Ingredients
- 50ml olive brine (liquid from a jar of olives)
- 2 garlic cloves, minced
- 25g miso paste
- 300g cubed Iberico pork
- 2 peaches, sliced thinly
- 1 bunch of chives, chopped fine
- 2 limes, 1 juiced and 1 to garnish
- Olive oil to grill
- Salt and pepper
- In a mixing bowl, combine the olive brine, minced garlic and miso paste to create the marinade. Add the Iberico pork cubes to the marinade and toss until all the meat is evenly coated. Cover the bowl and let it marinate in the refrigerator for at least one hour, but preferably overnight for more flavour.
- In a separate bowl, combine the sliced peaches, chopped chives and lime juice. Mix well and season with a pinch of salt and pepper to taste. Set aside.

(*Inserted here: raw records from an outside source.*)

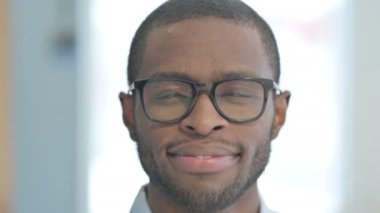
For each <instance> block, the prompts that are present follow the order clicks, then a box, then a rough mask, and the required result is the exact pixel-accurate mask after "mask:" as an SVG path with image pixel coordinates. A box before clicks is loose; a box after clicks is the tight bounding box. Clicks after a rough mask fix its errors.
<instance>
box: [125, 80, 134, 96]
mask: <svg viewBox="0 0 380 213" xmlns="http://www.w3.org/2000/svg"><path fill="white" fill-rule="evenodd" d="M133 90H135V82H133V83H132V84H131V85H129V88H128V91H127V94H128V95H132V92H133Z"/></svg>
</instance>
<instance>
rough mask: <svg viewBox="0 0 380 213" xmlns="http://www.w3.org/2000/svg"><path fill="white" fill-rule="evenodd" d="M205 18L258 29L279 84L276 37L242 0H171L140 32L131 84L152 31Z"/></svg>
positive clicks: (128, 69)
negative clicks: (275, 37) (227, 20)
mask: <svg viewBox="0 0 380 213" xmlns="http://www.w3.org/2000/svg"><path fill="white" fill-rule="evenodd" d="M204 17H215V18H222V19H228V20H233V21H236V22H237V23H243V24H249V25H250V26H252V27H253V28H254V29H257V30H258V32H259V34H260V38H261V41H262V43H263V45H264V48H265V50H266V53H267V55H268V58H269V62H270V65H271V67H272V69H273V71H274V76H275V79H274V80H275V81H276V82H278V81H279V78H280V57H279V52H278V47H277V42H276V39H275V37H274V34H273V32H272V30H271V28H270V26H269V25H268V24H267V22H266V21H265V20H264V19H263V18H261V17H260V15H258V14H257V12H256V11H254V10H253V9H252V8H251V7H249V6H248V5H247V4H245V3H244V2H242V1H240V0H168V1H166V2H165V3H163V4H162V5H161V6H159V7H158V8H157V9H155V10H154V11H153V12H152V13H151V14H150V15H149V16H147V17H146V19H145V20H144V21H143V22H142V24H141V25H140V27H139V28H138V29H137V31H136V34H135V36H134V38H133V40H132V44H131V48H130V52H129V58H128V68H127V70H128V82H129V83H132V82H133V81H135V80H136V75H137V72H138V71H139V70H140V69H141V66H142V61H143V56H144V51H145V46H146V40H147V37H148V35H149V33H150V32H151V31H152V30H154V29H155V28H158V27H162V26H166V25H169V24H173V23H176V22H180V21H183V20H186V19H192V18H204Z"/></svg>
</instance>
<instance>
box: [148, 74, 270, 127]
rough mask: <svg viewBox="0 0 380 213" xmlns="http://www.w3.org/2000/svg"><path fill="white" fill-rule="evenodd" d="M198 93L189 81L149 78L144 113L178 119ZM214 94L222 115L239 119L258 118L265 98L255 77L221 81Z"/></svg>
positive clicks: (212, 95) (186, 112)
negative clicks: (220, 82)
mask: <svg viewBox="0 0 380 213" xmlns="http://www.w3.org/2000/svg"><path fill="white" fill-rule="evenodd" d="M196 92H197V91H196V90H195V88H194V87H193V86H192V85H191V84H190V83H188V82H182V81H173V80H171V81H150V82H148V83H147V84H146V85H145V87H144V89H143V102H144V106H145V112H146V113H147V115H148V116H149V117H150V118H152V119H154V120H158V121H170V120H175V119H178V118H180V117H182V116H183V115H185V114H186V113H188V111H189V110H190V108H191V107H192V105H193V101H194V99H196ZM211 95H212V96H213V99H214V100H213V101H214V102H215V103H214V105H215V107H216V108H217V110H218V111H219V112H220V113H221V114H222V116H224V117H226V118H227V119H231V120H237V121H244V120H251V119H253V118H255V117H257V116H258V115H259V114H260V113H261V110H262V107H263V104H264V101H265V100H264V99H265V97H264V96H265V91H264V87H263V85H261V83H259V82H257V81H253V80H231V81H225V82H222V83H219V84H217V86H216V88H215V90H214V94H211Z"/></svg>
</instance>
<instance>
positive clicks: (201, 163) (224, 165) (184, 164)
mask: <svg viewBox="0 0 380 213" xmlns="http://www.w3.org/2000/svg"><path fill="white" fill-rule="evenodd" d="M167 155H168V157H169V161H170V163H171V164H172V166H173V168H174V169H175V170H177V171H179V172H183V173H188V174H217V173H221V172H223V171H226V170H228V169H230V168H232V167H233V166H234V165H236V163H237V162H238V159H239V158H240V153H239V152H237V151H235V150H234V149H232V148H230V147H225V146H219V145H186V146H181V147H179V148H176V149H173V150H169V152H168V153H167Z"/></svg>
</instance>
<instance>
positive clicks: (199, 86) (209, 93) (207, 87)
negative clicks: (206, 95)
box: [194, 84, 213, 94]
mask: <svg viewBox="0 0 380 213" xmlns="http://www.w3.org/2000/svg"><path fill="white" fill-rule="evenodd" d="M194 87H195V89H196V91H197V93H201V92H206V93H208V94H211V90H212V87H213V85H212V84H194Z"/></svg>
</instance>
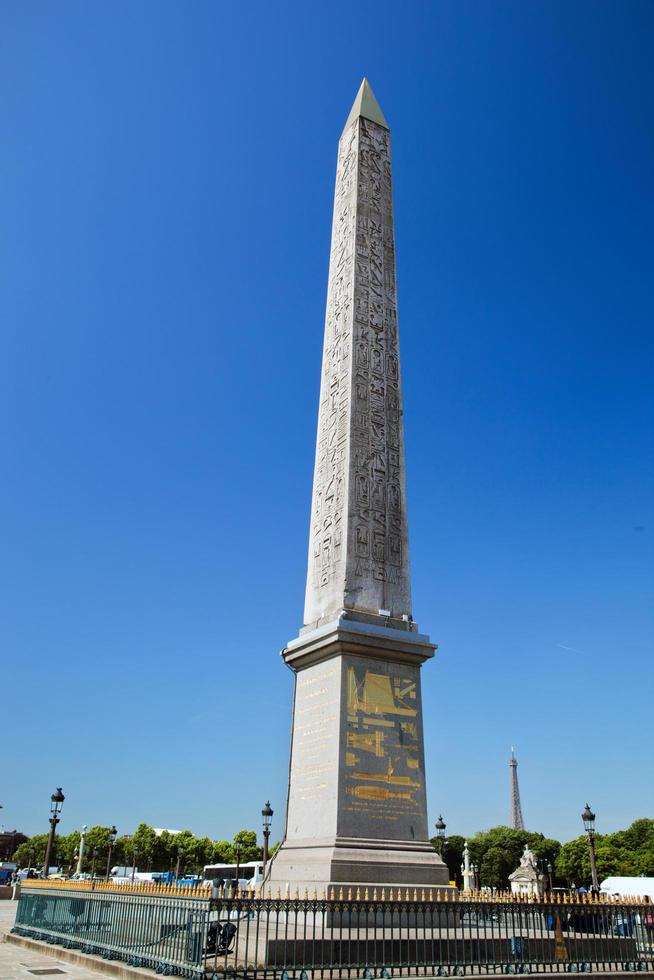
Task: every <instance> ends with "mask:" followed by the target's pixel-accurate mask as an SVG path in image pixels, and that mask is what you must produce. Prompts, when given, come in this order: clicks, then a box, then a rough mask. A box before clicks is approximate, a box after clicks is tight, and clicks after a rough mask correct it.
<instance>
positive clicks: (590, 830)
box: [581, 803, 599, 894]
mask: <svg viewBox="0 0 654 980" xmlns="http://www.w3.org/2000/svg"><path fill="white" fill-rule="evenodd" d="M581 819H582V820H583V822H584V830H585V831H586V833H587V834H588V853H589V854H590V874H591V877H592V879H593V891H594V892H595V893H596V894H597V893H598V892H599V881H598V879H597V867H596V866H595V814H594V813H593V811H592V810H591V808H590V807H589V805H588V803H587V804H586V809H585V810H584V812H583V813H582V815H581Z"/></svg>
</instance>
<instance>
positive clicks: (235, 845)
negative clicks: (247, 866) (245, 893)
mask: <svg viewBox="0 0 654 980" xmlns="http://www.w3.org/2000/svg"><path fill="white" fill-rule="evenodd" d="M242 847H243V845H242V844H241V842H240V840H238V841H236V843H235V844H234V850H235V851H236V878H235V880H234V894H235V895H236V894H237V892H238V879H239V876H240V870H241V848H242Z"/></svg>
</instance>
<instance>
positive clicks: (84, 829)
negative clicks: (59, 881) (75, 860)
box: [76, 824, 86, 875]
mask: <svg viewBox="0 0 654 980" xmlns="http://www.w3.org/2000/svg"><path fill="white" fill-rule="evenodd" d="M85 843H86V824H84V826H83V827H82V833H81V834H80V838H79V852H78V855H77V868H76V874H78V875H81V873H82V868H83V866H84V844H85Z"/></svg>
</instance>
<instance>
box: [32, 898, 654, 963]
mask: <svg viewBox="0 0 654 980" xmlns="http://www.w3.org/2000/svg"><path fill="white" fill-rule="evenodd" d="M400 894H401V895H402V897H398V896H397V893H396V894H395V895H394V896H393V897H392V898H391V897H390V894H389V896H388V897H386V896H385V895H384V894H382V893H381V892H380V893H377V892H375V891H374V892H373V894H372V897H370V894H369V892H365V893H364V896H363V897H361V895H360V893H359V895H357V894H356V892H355V895H354V897H352V892H348V893H347V897H346V896H345V895H344V894H343V893H339V895H338V896H334V897H330V898H326V897H325V898H322V899H319V898H313V899H310V898H304V899H302V898H294V899H293V898H280V897H277V898H273V897H268V898H266V897H261V896H260V897H255V896H253V895H242V896H239V897H221V898H211V897H210V896H211V891H210V890H209V891H207V890H201V889H196V890H190V889H181V888H168V889H166V888H161V887H160V888H158V889H156V888H155V889H154V890H152V889H151V890H148V888H147V887H145V886H136V887H133V888H132V887H129V886H114V887H112V886H110V885H106V886H105V885H98V886H96V887H91V886H89V885H88V884H87V883H84V885H83V887H75V888H72V887H71V886H70V883H66V882H64V883H62V884H61V885H56V886H55V885H54V884H53V883H48V882H43V883H38V882H37V883H34V884H32V883H30V885H27V886H23V890H22V894H21V897H20V902H19V907H18V912H17V917H16V925H15V927H14V930H13V931H14V932H15V933H17V934H19V935H23V936H30V937H32V938H34V939H38V940H41V941H45V942H49V943H60V944H61V945H62V946H65V947H68V948H73V949H80V950H82V951H83V952H87V953H95V954H99V955H101V956H103V957H105V958H107V959H120V960H123V961H125V962H127V963H129V964H132V965H135V966H146V967H150V968H152V969H155V970H156V971H157V972H158V973H164V974H178V975H182V976H186V977H191V978H199V977H201V976H202V977H204V975H205V974H207V975H208V976H209V977H211V978H216V980H218V978H227V977H243V978H247V977H253V978H255V977H256V978H260V977H261V978H271V980H273V978H279V980H310V978H313V977H363V978H372V977H376V978H391V977H398V976H421V975H422V976H465V975H469V974H488V973H534V972H548V973H549V972H562V973H564V972H571V973H573V972H591V971H598V970H599V971H616V970H620V971H621V970H629V971H646V970H652V969H654V906H653V905H651V904H647V903H644V902H640V901H608V900H602V901H589V900H586V899H585V898H582V899H575V900H572V899H568V898H567V897H565V898H563V899H561V898H559V899H558V900H557V901H551V900H547V899H545V900H538V899H535V900H528V899H519V898H516V897H510V896H501V897H500V896H482V895H474V896H460V897H458V898H451V897H449V896H448V897H446V898H441V897H440V896H438V895H436V897H434V896H433V894H432V897H431V898H430V897H429V896H425V894H424V892H421V893H420V894H418V893H417V892H414V893H413V896H411V893H407V892H404V891H403V893H400Z"/></svg>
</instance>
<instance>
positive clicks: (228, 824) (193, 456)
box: [0, 0, 654, 839]
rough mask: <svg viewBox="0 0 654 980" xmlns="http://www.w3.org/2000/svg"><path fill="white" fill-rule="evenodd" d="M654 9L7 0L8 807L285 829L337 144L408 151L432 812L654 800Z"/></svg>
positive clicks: (5, 61)
mask: <svg viewBox="0 0 654 980" xmlns="http://www.w3.org/2000/svg"><path fill="white" fill-rule="evenodd" d="M653 32H654V6H653V5H652V3H651V2H647V0H644V2H638V0H631V2H623V0H616V2H606V0H597V2H593V3H591V2H575V0H562V2H555V0H550V2H530V3H524V2H523V0H515V2H513V0H496V2H483V0H479V2H468V0H446V2H443V0H439V2H433V3H432V2H425V3H419V2H409V3H405V4H400V3H397V2H394V0H386V2H379V0H377V2H361V0H358V2H340V0H339V2H332V3H330V4H326V3H325V4H320V5H315V4H306V3H287V4H276V5H275V4H273V5H271V4H269V3H263V2H254V3H247V4H226V3H215V2H200V0H197V2H191V3H170V2H154V0H152V2H132V0H130V2H111V3H109V2H98V3H83V2H66V3H58V4H53V3H49V2H45V0H44V2H18V0H14V2H8V0H5V2H4V3H3V4H2V7H1V8H0V90H1V91H2V93H3V94H2V100H1V104H0V120H1V125H2V133H3V139H2V153H1V154H0V209H1V215H2V236H1V239H0V330H1V335H2V357H1V358H0V440H1V442H0V445H1V455H0V460H1V465H2V473H1V477H0V644H1V647H0V659H1V663H2V668H1V676H2V691H3V707H4V712H3V714H4V719H5V720H4V725H3V735H2V742H1V749H0V753H1V759H2V762H1V765H0V802H1V803H3V804H4V810H3V811H1V813H0V820H2V821H4V823H5V825H6V826H9V827H12V828H13V826H17V827H18V828H19V829H24V830H25V831H27V832H29V833H31V832H39V831H45V830H46V829H47V818H48V805H49V796H50V793H51V792H52V790H53V788H54V787H55V786H57V785H61V786H63V788H64V792H65V793H66V803H65V805H64V811H63V821H62V825H61V827H62V831H63V832H67V831H69V830H72V829H73V828H74V827H76V826H79V825H80V824H82V823H83V822H86V823H89V824H91V823H96V822H99V823H111V822H115V823H116V825H117V826H118V828H119V830H120V831H121V832H129V831H130V830H131V829H133V827H134V825H135V824H136V823H137V822H139V821H141V820H145V821H147V822H149V823H152V824H154V825H155V826H168V827H173V828H182V827H189V828H190V829H192V830H193V831H195V832H196V833H202V834H204V833H206V834H209V835H211V836H213V837H216V838H223V837H228V836H231V835H232V834H233V833H234V832H235V831H237V830H239V829H240V828H242V827H252V828H258V827H259V822H260V816H259V814H260V810H261V806H262V804H263V803H264V802H265V800H266V799H267V798H270V800H271V801H272V803H273V806H274V808H275V811H276V817H275V824H274V833H273V836H278V834H279V831H280V830H281V827H282V817H283V809H284V799H285V787H286V771H287V762H288V741H289V722H290V707H291V674H290V672H289V671H288V670H287V669H286V668H285V667H284V666H283V664H282V662H281V660H280V658H279V650H280V649H281V648H282V647H283V646H284V644H285V642H286V641H287V640H289V639H291V638H292V637H293V636H294V635H296V633H297V630H298V628H299V626H300V624H301V618H302V606H303V594H304V576H305V561H306V541H307V533H308V519H309V507H310V493H311V476H312V466H313V452H314V437H315V427H316V412H317V401H318V383H319V374H320V356H321V346H322V331H323V322H324V303H325V291H326V281H327V268H328V253H329V235H330V224H331V209H332V194H333V182H334V172H335V160H336V147H337V141H338V137H339V135H340V132H341V129H342V126H343V123H344V121H345V118H346V117H347V114H348V111H349V109H350V105H351V103H352V101H353V99H354V96H355V94H356V91H357V88H358V86H359V84H360V81H361V78H362V76H363V75H364V74H365V75H367V76H368V77H369V79H370V81H371V83H372V86H373V88H374V91H375V94H376V95H377V97H378V99H379V102H380V104H381V106H382V108H383V110H384V113H385V115H386V117H387V119H388V120H389V123H390V125H391V129H392V135H393V160H394V181H395V208H396V232H397V255H398V281H399V301H400V328H401V345H402V359H403V377H404V389H405V418H406V438H407V461H408V489H409V520H410V535H411V549H412V564H413V588H414V613H415V616H416V619H417V621H418V623H419V624H420V627H421V629H422V630H424V631H425V632H428V633H430V634H431V636H432V638H433V639H434V640H435V641H436V642H438V643H439V645H440V651H439V655H438V657H437V659H436V660H435V662H432V663H430V664H428V665H427V666H426V667H425V669H424V675H423V683H424V709H425V733H426V749H427V779H428V796H429V806H430V813H429V819H430V823H432V824H433V821H434V820H435V819H436V817H437V816H438V814H439V812H442V813H443V815H444V816H445V820H446V822H447V825H448V830H449V831H451V832H452V833H455V832H459V833H463V834H469V833H472V832H474V831H475V830H477V829H480V828H484V827H489V826H492V825H494V824H497V823H500V822H507V820H508V815H509V770H508V766H507V761H508V756H509V751H510V746H511V744H512V743H514V744H515V745H516V748H517V754H518V759H519V762H520V769H519V773H520V778H521V788H522V797H523V808H524V812H525V818H526V821H527V825H528V827H529V828H530V829H534V830H542V831H543V832H544V833H546V834H549V835H553V836H558V837H561V838H564V839H565V838H569V837H572V836H576V835H577V834H578V833H579V832H580V831H581V829H582V827H581V820H580V818H579V814H580V813H581V810H582V809H583V806H584V804H585V803H586V801H587V800H588V801H589V802H590V803H591V804H592V806H593V807H595V809H596V812H597V814H598V830H600V831H608V830H612V829H616V828H618V827H621V826H625V825H627V824H628V823H630V822H631V821H632V820H633V819H634V818H636V817H641V816H647V815H649V816H652V815H654V781H653V780H652V748H651V725H652V695H653V684H652V641H653V638H654V624H653V618H652V585H653V570H654V562H653V560H652V558H653V556H652V542H653V540H654V514H653V512H652V510H653V507H652V503H653V500H654V493H653V491H654V467H653V460H652V431H653V421H654V396H653V394H652V354H653V349H652V347H653V345H652V320H653V313H654V309H653V307H654V298H653V288H652V286H653V275H652V260H653V252H654V249H653V245H654V232H653V229H654V194H653V190H652V188H653V183H652V174H653V164H654V126H653V122H654V118H653V117H654V112H653V107H654V106H653V104H654V59H653V58H652V48H651V39H652V34H653Z"/></svg>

- Thread the marinated Iberico pork cubes onto the skewers. Preheat your grill or grill pan to medium-high heat. Brush the grill grates with olive oil to prevent sticking. Place the pork skewers on the grill and cook for about four minutes per side or until the pork is cooked through and slightly charred. Arrange the grilled Iberico pork skewers on a serving platter. Spoon the peach salsa over the skewers or serve it in a separate bowl on the side. Garnish with extra chopped chives and lime wedges.